My first foray into probability theory was my 2011 paper Chance and Litigation, which explores whether litigation outcomes are random. Although I had not yet rediscovered Bayes’ theorem when I began writing my first probability paper (circa 2008 or 2009), my interest in probability theory inevitably led me to the ideas of Thomas Bayes, and I soon began exploring the logic of inverse probability and extending Bayesian reasoning and subjective probability to several different areas of law, including litigation outcomes, proof problems, jury voting, and judge voting. Most (but not all) of my probability papers were published from 2011 to 2020:
- **A Bayesian Model of the Litigation Game (2011). I wrote this paper in Amsterdam during the summer of 2011, and it is my first refereed paper.
- *Visualizing Probabilistic Proof (2014). This paper, which I wrote at my in-laws’ house in Tarpon Springs during the summer of 2013, revisits the Blue Bus Case, a famous thought-experiment in law involving probabilistic proof, and presents simple Bayesian solutions to different versions of the blue bus problem.

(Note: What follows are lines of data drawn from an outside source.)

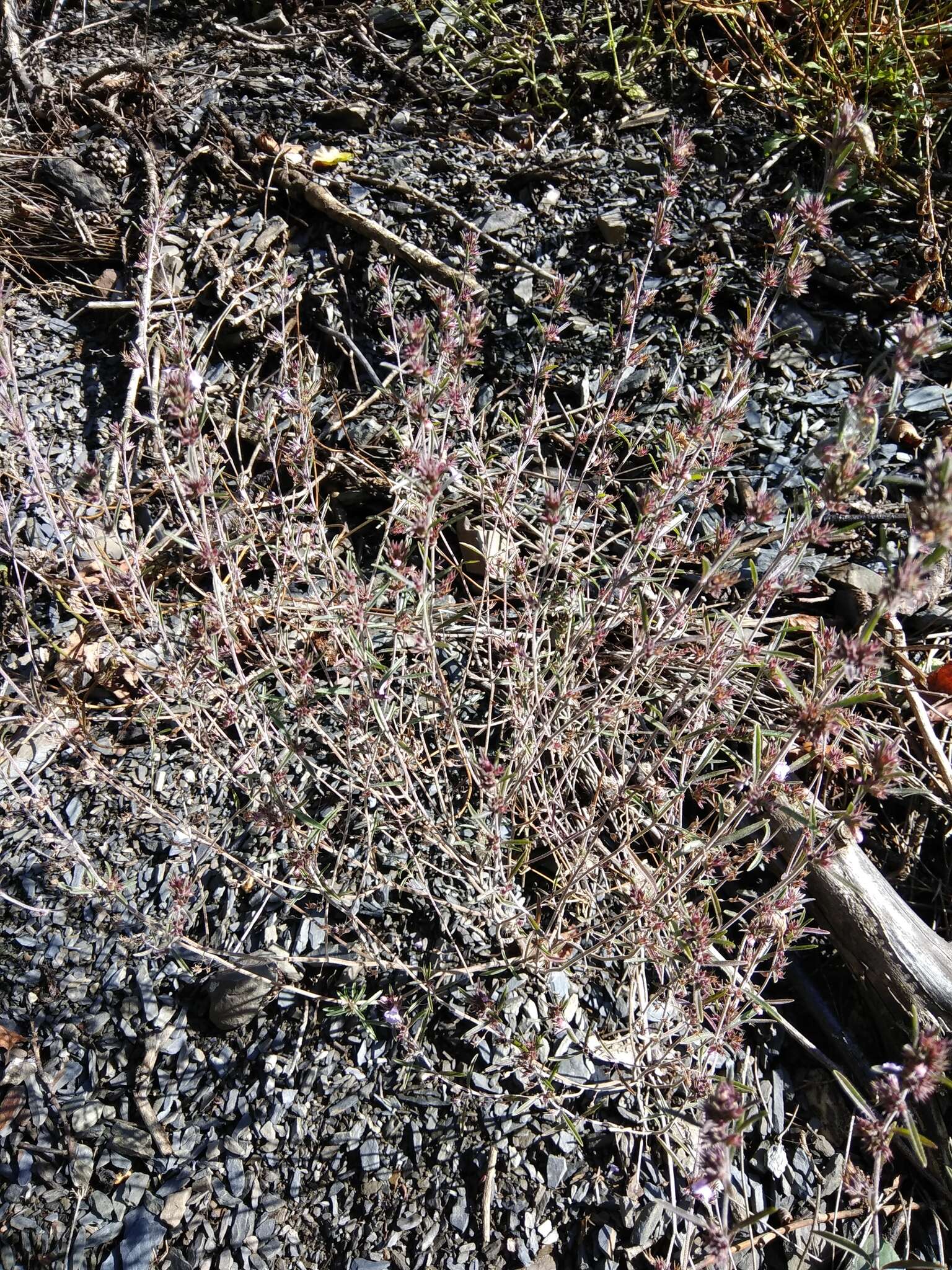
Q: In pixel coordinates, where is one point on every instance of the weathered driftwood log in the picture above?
(896, 958)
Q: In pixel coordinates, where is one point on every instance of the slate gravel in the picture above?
(301, 1132)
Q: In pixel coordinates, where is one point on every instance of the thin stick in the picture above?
(488, 1193)
(398, 187)
(140, 1091)
(323, 201)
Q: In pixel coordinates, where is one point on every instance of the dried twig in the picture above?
(890, 949)
(488, 1193)
(14, 52)
(146, 283)
(323, 201)
(398, 187)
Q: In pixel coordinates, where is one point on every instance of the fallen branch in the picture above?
(322, 200)
(398, 187)
(895, 957)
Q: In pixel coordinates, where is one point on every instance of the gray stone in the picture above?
(174, 1207)
(805, 328)
(131, 1141)
(275, 23)
(273, 229)
(460, 1214)
(87, 1117)
(82, 1166)
(141, 1236)
(242, 1226)
(614, 228)
(369, 1156)
(77, 183)
(134, 1189)
(236, 997)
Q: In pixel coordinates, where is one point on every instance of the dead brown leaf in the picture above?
(8, 1038)
(14, 1101)
(904, 433)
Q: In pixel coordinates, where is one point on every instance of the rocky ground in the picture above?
(157, 1108)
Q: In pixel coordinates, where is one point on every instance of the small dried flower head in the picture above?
(180, 388)
(798, 276)
(785, 233)
(558, 295)
(884, 768)
(814, 214)
(724, 1105)
(888, 1091)
(681, 148)
(391, 1010)
(876, 1137)
(857, 1185)
(848, 116)
(915, 340)
(746, 340)
(924, 1065)
(861, 659)
(904, 585)
(719, 1245)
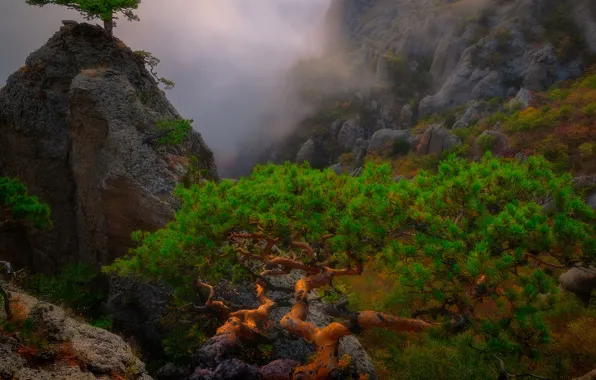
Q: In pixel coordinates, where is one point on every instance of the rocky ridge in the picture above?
(75, 126)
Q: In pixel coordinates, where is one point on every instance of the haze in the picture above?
(229, 58)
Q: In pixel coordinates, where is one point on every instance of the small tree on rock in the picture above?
(105, 10)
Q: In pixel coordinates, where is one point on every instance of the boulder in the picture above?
(492, 141)
(287, 349)
(523, 99)
(407, 116)
(359, 152)
(579, 280)
(591, 200)
(348, 135)
(73, 125)
(437, 139)
(306, 152)
(96, 352)
(384, 138)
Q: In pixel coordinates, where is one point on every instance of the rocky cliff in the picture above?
(456, 59)
(75, 126)
(43, 342)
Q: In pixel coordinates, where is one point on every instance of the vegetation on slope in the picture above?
(480, 242)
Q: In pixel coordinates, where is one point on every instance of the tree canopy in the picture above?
(480, 242)
(104, 10)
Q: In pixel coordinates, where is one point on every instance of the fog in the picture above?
(228, 58)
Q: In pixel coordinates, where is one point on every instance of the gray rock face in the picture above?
(493, 141)
(76, 142)
(137, 307)
(287, 347)
(306, 152)
(359, 152)
(337, 168)
(437, 139)
(348, 135)
(98, 352)
(384, 138)
(407, 116)
(581, 281)
(522, 99)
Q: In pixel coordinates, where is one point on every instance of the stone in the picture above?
(579, 280)
(523, 99)
(306, 152)
(136, 307)
(348, 135)
(497, 142)
(52, 128)
(383, 139)
(337, 168)
(591, 200)
(97, 352)
(437, 139)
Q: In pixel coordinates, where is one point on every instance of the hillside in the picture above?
(433, 216)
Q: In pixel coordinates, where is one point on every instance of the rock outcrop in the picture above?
(71, 349)
(306, 152)
(436, 140)
(74, 122)
(287, 348)
(384, 138)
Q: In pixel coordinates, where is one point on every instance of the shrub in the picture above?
(589, 110)
(486, 142)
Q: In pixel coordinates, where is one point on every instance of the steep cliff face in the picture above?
(73, 122)
(473, 49)
(63, 348)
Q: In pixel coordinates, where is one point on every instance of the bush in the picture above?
(400, 147)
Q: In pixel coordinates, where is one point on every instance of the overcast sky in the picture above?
(227, 57)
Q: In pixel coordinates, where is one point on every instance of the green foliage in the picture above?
(173, 132)
(486, 142)
(484, 220)
(503, 37)
(75, 286)
(19, 205)
(96, 9)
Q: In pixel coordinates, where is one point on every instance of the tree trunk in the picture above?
(108, 25)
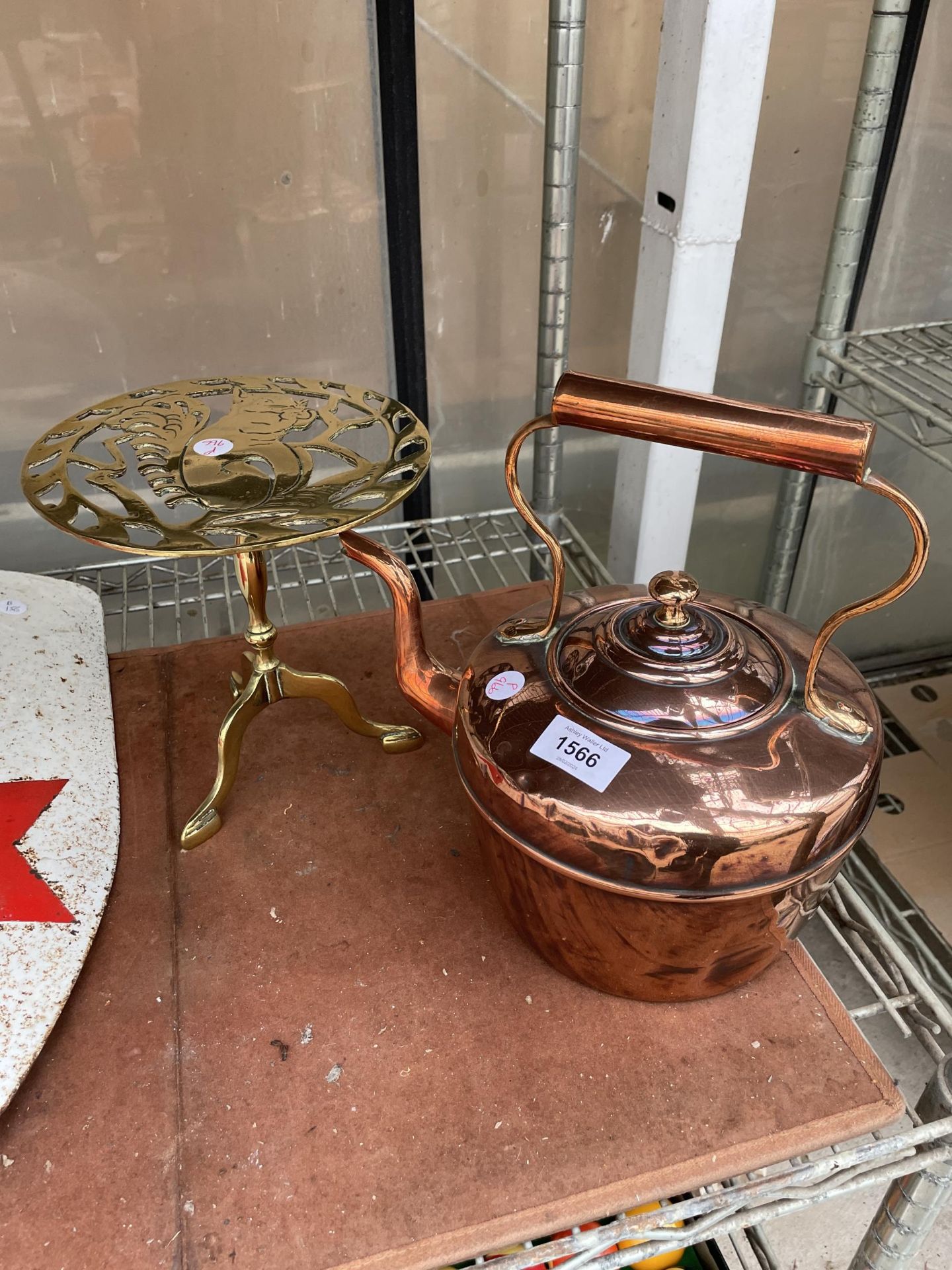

- Judge Hercules or Judge Bayes? (2015). This unpublished paper explores two possible connections between hard cases in law and Newcomb’s Paradox in philosophy. One is that Newcomb’s Problem is like a “hard case” in law — i.e. a choice problem with conflicting and equally logical solutions. The other is that the superior being in Newcomb’s Problem and the mythical Judge Hercules in Ronald Dworkin’s theory of law are the same person.
- *Why Don’t Juries Try Range Voting? (2016). This paper builds on the idea of “subjective probability” to propose the use of “range voting”, which I later christened Bayesian voting, by juries. (Jurors would score the evidence presented by the parties at trial on a scale of one to ten or some other specified scale.)
- **A Bayesian Analysis of the Hadley Rule (2018). This paper was published in a collection of essays on the law of contracts (see pp. 925-928). Although this is one of the shortest formal papers I have ever written (only nine paragraphs), it underwent ten revisions during the editing process.
- *The Case for Bayesian Judges (2019) Like my 2016 jury paper (see item #4 above), this paper builds on the idea of “subjective probability” to propose a simple method of judicial voting.
- Subjective Probability and Legal Proof (2020). This unpublished paper presents a Bayesian critique of Ron Allen and Mike Pardo’s “relative plausibility” theory of legal proof. (Among other things, their approach to proof can be “Dutch-booked”.)
- Weyl Versus Ramsey: A Bayesian Voting Primer (2020). This unpublished paper compares and contrasts two methods of Bayesian voting or Bayesian preference-aggregation that allow voters not only to rank their preferences but also to express their degree: Quadratic Voting (QV) and Ramsian Voting (RV).